I have pondered these results many times, and each time I become more convinced of the importance of a testimony. Without a testimony, we would not listen to the living prophet. What difference would it make whether or not we have the scriptures if we do not have a testimony? Without a testimony of the gospel, we would be unlikely to search the scriptures diligently. What difference would it make whether or not we have a temple nearby if we do not have a testimony of the gospel? Without a testimony, we would not be interested in receiving the blessings of the temple and extending them to our progenitors. The obvious conclusion is that a testimony of the gospel gives meaning, significance, and importance to all of our other blessings.
Shortly after Thanksgiving in 1985, Luene was invited to speak in our new home ward in Salt Lake City—the Canyon Road Ward. She told of our earlier experience with the family in the "Choosing Your Blessings" activity, including the fact that in the long run having a testimony of the gospel is more important to an individual than having a living prophet.
President Ezra Taft Benson was a member of our ward and happened to be present for that sacrament meeting. You can imagine Luene's concern in delivering her talk, but she presented the facts just as they had occurred. As soon as the meeting was over, President Benson came over to Luene and greeted her with the words, "Sister Ludlow, you are absolutely right. A testimony of the gospel is the greatest knowledge a person can acquire in this life. I wish every member of the Church could have heard your talk and testimony today."
Later, President Benson prepared a First Presidency message in the Ensign on this subject, entitled "Valiant in the Testimony of Jesus."6 His statement serves as a confirming witness that a testimony of the gospel is indeed the most important knowledge a person can acquire on this earth.
In his classic address at the October 1988 semiannual general conference of the Church entitled "I Testify," President Benson closed with this stirring testimony:
I testify to you that a fulness of joy can only come through the atonement of Jesus Christ and by obedience to all of the laws and ordinances of the gospel, which are found only in The Church of Jesus Christ of Latter-day Saints (See Articles of Faith 1:3).
To all these things I humbly testify and bear my solemn witness that they are true, and I do so in the name of Him who is the head of this church, even Jesus Christ, amen.7
This type of testimony is available to all who will keep the laws upon which such a blessing is predicated.

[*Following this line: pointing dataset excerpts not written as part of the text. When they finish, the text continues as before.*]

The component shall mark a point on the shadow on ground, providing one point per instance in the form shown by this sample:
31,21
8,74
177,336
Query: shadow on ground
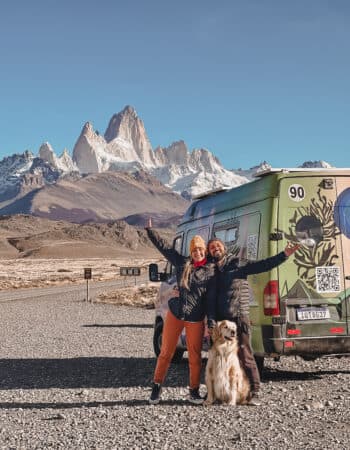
103,372
287,375
90,372
114,325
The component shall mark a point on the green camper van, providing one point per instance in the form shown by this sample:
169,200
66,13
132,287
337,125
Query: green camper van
301,307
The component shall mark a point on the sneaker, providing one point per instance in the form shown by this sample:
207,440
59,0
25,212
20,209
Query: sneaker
255,399
195,397
155,394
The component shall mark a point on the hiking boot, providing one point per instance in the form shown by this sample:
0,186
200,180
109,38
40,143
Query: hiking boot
155,394
255,399
195,398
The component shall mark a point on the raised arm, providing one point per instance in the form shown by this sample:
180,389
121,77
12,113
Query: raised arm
165,248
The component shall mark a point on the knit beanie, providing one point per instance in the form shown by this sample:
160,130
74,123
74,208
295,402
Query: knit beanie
197,241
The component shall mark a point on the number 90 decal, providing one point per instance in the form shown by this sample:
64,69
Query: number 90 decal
296,192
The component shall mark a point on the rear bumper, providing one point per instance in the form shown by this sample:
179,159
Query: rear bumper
327,345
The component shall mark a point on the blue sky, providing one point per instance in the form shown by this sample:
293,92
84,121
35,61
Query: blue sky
250,80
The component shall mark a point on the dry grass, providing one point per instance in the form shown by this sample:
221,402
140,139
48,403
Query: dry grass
143,296
31,273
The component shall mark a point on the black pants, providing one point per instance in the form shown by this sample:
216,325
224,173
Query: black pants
245,352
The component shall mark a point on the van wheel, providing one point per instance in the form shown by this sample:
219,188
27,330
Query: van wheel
260,364
157,343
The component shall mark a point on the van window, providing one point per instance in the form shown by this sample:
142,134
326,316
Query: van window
240,235
177,245
227,236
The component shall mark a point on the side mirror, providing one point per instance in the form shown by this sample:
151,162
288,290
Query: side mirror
153,272
154,275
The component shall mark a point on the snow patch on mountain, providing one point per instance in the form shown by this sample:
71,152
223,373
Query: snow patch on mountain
64,163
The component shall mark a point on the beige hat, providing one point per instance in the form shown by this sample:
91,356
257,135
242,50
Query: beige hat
197,241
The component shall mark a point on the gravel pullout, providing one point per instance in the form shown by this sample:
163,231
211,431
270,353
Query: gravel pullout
75,375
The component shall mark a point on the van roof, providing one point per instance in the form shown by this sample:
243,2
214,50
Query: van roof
262,187
324,171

I also bear humble witness that I know these things are true.
1. Bruce R. McConkie, Mormon Doctrine, 2d ed. (Salt Lake City: Bookcraft, 1966), 786–87; emphasis in original.
2. Teachings of the Prophet Joseph Smith, comp. Joseph Fielding Smith (Salt Lake City: Deseret Book, 1961), 353–54.

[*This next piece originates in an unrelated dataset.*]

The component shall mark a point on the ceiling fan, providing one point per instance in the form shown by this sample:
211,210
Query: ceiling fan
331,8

3. Joseph Fielding Smith, The Progress of Man (Salt Lake City: Deseret Book, 1973), 11.
4. John Taylor, "Discourse," December 14, 1884, in Journal of Discourses, 26 vols. (Liverpool: Latter-day Saints' Book Depot, 1886), 26:31.
5. Smith, The Progress of Man, 325.
6. Ezra Taft Benson, "Valiant in the Testimony of Jesus," Ensign, February 1987, 2–3.
7. Ezra Taft Benson, in Conference Report, October 1988, 104; or "I Testify," Ensign (November 1988), 87.